Araştırma, Türkiye’deki çalışanların zamanlarının %43’ünü geleneksel ofis ortamı dışında geçirmek istediklerini gösteriyor. Uzaktan çalışmaya geçen şirketlerin %77’si, bu yeni modelde eskiye oranla daha fazla üretken olduklarını belirtiyor. Araştırma, esnek çalışma modeliyle birlikte, inovasyonla şekillenen kurum kültürünün ve bunu önceliklendiren yeni nesil yöneticilik anlayışının da kalıcı olacağına işaret ediyor. Nitekim, Türkiye’deki şirketlerin %26’sı, ürün ve hizmet anlamında kendisini yenilikçi olarak nitelendiriyor. Yöneticilerin %83’ü operasyonel verimliliğin eskiye kıyasla aynı düzeyde kaldığını ya da yükseldiğini dile getiriyor. Rahat çalışma (ortam ve kıyafet), aile ile daha fazla vakit geçirme ve hobilerine daha fazla vakit ayırabilme şansı, pozitif çıktılar olarak sıralanıyor.
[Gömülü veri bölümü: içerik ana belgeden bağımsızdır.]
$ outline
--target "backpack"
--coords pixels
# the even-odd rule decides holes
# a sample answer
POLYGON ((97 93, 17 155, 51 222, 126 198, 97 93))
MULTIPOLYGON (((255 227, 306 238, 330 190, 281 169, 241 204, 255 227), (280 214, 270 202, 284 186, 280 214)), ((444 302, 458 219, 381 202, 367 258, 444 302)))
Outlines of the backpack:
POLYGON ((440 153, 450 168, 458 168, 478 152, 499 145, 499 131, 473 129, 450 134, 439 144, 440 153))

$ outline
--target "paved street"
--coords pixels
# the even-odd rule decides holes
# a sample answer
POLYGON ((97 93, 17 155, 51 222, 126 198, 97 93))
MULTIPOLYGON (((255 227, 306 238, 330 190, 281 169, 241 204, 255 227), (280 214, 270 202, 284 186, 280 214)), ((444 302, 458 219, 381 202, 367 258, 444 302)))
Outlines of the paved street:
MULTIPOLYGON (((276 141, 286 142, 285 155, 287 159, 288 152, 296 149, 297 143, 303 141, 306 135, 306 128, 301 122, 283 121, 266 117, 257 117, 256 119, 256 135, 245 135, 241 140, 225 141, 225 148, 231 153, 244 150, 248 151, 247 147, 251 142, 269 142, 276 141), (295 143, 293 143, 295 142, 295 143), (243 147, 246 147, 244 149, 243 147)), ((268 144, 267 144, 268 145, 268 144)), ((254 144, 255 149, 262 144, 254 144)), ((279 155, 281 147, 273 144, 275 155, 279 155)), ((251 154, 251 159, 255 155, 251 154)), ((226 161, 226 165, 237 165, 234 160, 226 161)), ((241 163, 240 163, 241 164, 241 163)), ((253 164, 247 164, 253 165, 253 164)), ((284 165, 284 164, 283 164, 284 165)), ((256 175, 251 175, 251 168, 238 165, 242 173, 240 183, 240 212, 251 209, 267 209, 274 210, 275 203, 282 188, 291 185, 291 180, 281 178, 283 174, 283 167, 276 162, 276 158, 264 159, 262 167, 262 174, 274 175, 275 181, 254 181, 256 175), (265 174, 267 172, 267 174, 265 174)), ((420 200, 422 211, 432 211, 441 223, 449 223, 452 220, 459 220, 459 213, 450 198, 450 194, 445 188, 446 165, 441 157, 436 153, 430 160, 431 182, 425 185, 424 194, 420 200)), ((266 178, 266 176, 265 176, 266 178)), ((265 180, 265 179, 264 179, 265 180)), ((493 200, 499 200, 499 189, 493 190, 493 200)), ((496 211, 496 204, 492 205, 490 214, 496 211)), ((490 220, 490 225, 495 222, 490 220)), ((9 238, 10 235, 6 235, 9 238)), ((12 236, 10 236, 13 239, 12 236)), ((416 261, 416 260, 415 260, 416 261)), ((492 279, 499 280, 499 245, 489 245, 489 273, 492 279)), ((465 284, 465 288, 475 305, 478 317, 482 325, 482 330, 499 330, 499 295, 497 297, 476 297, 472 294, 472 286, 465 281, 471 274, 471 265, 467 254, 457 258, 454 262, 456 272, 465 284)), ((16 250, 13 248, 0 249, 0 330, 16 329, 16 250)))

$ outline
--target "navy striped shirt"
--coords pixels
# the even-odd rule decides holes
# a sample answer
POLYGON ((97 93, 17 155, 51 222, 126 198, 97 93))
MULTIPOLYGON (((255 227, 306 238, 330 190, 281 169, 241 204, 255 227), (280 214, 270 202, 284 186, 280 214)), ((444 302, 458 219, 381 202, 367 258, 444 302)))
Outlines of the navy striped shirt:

İnovatif şirketler, çalışanlarının %60’ının konsantrasyonu kaybetmeden işe odaklanabildiğini belirtirken; daha az inovatif şirketlerde bu oran %34’e düşüyor. Tüm bu veriler, çalışma hayatında köklü bir kültür değişimine doğru ilerlediğimize işaret ediyor. Öte yandan uzaktan çalışmanın dezavantajları da yok değil. Araştırmaya göre, uzaktan çalışma modeli en çok şirket kültür ve değerlerini tehdit ediyor. Türk yöneticilerin %69’u uzaktan çalışma düzeninde güçlü bir ekip kültürü yaratmakta zorlandıklarını ifade ediyor.